It has been an amazing 8 weeks of discovery, adventure, and friendship (would you like some mozzarella with your cheese?); all culminating with a research symposium, quasars, and the macarena… yeah that dance still exists.

About halfway through my research position, I decided that I wanted to do more than run someone else’s code in order to search for highly variable active galactic nuclei. Up to that point, I had heard that it would be very good to learn Python because it was becoming more and more relevant in astronomy and was beginning to replace IDL. I asked Dr. Barth if he would be ok with me taking time off of using the original methodology that was being used to analyze images from the Palomar Transient Factory in order to figure out a way to make Python do a major streamlining of the processes. Dr. Barth was incredibly encouraging of me doing this and said it would be fine to dedicate myself to the Python streamlining project full-time.

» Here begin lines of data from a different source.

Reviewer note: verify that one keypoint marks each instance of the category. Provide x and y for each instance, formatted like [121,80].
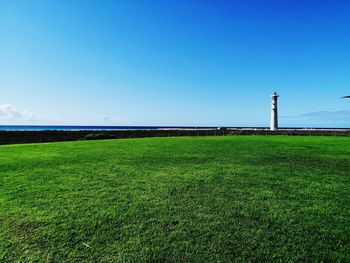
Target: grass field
[197,199]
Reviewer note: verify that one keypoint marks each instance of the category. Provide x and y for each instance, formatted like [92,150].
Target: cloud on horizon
[10,114]
[339,116]
[108,119]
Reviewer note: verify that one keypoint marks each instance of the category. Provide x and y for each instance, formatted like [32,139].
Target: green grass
[202,199]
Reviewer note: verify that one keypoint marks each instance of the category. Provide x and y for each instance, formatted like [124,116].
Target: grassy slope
[180,199]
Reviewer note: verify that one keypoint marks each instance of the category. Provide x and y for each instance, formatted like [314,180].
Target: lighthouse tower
[274,113]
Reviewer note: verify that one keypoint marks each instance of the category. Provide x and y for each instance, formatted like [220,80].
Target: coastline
[25,136]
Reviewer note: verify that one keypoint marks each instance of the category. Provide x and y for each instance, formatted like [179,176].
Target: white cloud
[334,115]
[11,115]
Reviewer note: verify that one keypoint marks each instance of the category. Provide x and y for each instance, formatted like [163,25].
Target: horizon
[179,63]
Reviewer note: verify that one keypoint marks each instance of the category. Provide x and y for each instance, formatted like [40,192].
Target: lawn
[185,199]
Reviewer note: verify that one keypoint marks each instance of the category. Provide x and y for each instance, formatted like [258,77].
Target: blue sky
[181,62]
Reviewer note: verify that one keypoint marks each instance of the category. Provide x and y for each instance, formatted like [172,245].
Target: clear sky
[180,62]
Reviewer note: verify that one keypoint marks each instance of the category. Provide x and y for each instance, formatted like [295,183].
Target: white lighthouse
[274,112]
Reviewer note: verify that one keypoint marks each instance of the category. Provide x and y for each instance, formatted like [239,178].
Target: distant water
[80,128]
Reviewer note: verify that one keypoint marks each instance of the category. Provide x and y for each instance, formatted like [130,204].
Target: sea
[81,128]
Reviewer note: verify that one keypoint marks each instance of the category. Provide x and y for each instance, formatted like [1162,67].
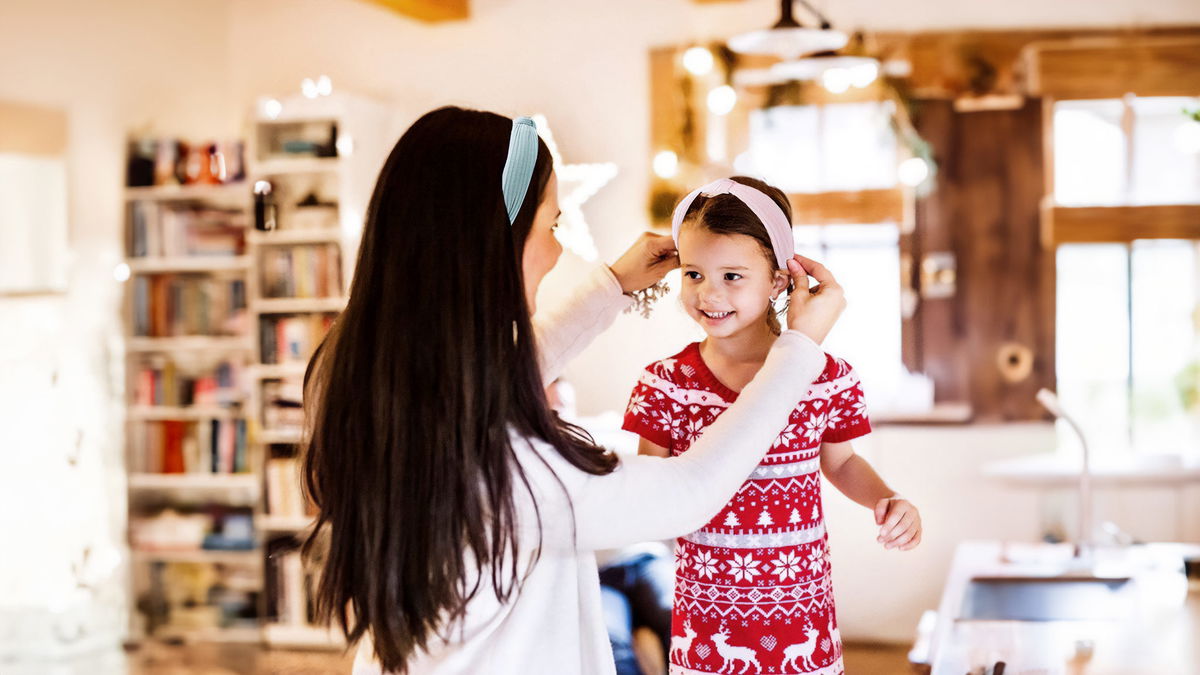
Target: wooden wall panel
[987,211]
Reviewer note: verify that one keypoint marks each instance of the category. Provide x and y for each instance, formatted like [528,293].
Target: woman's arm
[657,497]
[567,329]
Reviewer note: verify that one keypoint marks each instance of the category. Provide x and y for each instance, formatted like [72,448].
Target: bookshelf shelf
[247,557]
[285,524]
[181,412]
[298,305]
[207,482]
[187,192]
[277,370]
[291,237]
[311,637]
[189,344]
[187,263]
[281,436]
[276,166]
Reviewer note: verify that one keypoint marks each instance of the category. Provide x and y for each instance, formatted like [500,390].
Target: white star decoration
[576,184]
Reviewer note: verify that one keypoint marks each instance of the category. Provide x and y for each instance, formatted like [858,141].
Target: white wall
[112,66]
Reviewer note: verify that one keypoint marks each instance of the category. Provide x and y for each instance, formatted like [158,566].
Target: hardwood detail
[985,211]
[1109,67]
[430,11]
[1069,225]
[852,208]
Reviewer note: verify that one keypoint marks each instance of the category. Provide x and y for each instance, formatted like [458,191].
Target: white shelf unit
[155,490]
[365,133]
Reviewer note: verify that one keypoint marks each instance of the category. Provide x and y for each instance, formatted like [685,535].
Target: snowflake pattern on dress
[753,587]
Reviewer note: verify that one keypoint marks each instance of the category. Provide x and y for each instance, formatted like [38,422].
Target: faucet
[1084,545]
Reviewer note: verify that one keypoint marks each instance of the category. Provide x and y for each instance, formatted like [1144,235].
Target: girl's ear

Learning to code in Python was a blast! The desire to create machinery to do a job for you is incredibly fun, especially when it works. When it doesn’t work though, which is 97.86% of the time, it is still fun because of the challenge of figuring out where you went wrong. A friend once told me that coding is like talking to the dumbest human being ever imagined. Every instruction must be explained word for word, without a single missing detail, and everything is taken literally. Concocting a set of instructions to make this “incompetent” human execute my desires made time fly like nothing else. Within two weeks, the function agnstreamlining() was born in it’s infancy, taking me from outputting 5-8 light curves a day to as many as 30. One week later, it matured into a not-as-high-maintenance-child capable of outputting as many as 300 light curves a day. One more week and my agnstreamlining module was not only outputting the light curves of every list of AGNs I gave it, but also outputting statistics, eliminating outliers/bad data, and organizing every light curve into a database based on standard deviation and error calculations so that I could find the absolute best AGNs without too much of a hassle. Needless to say, I am the proud father of a little monster named agnstreamlining.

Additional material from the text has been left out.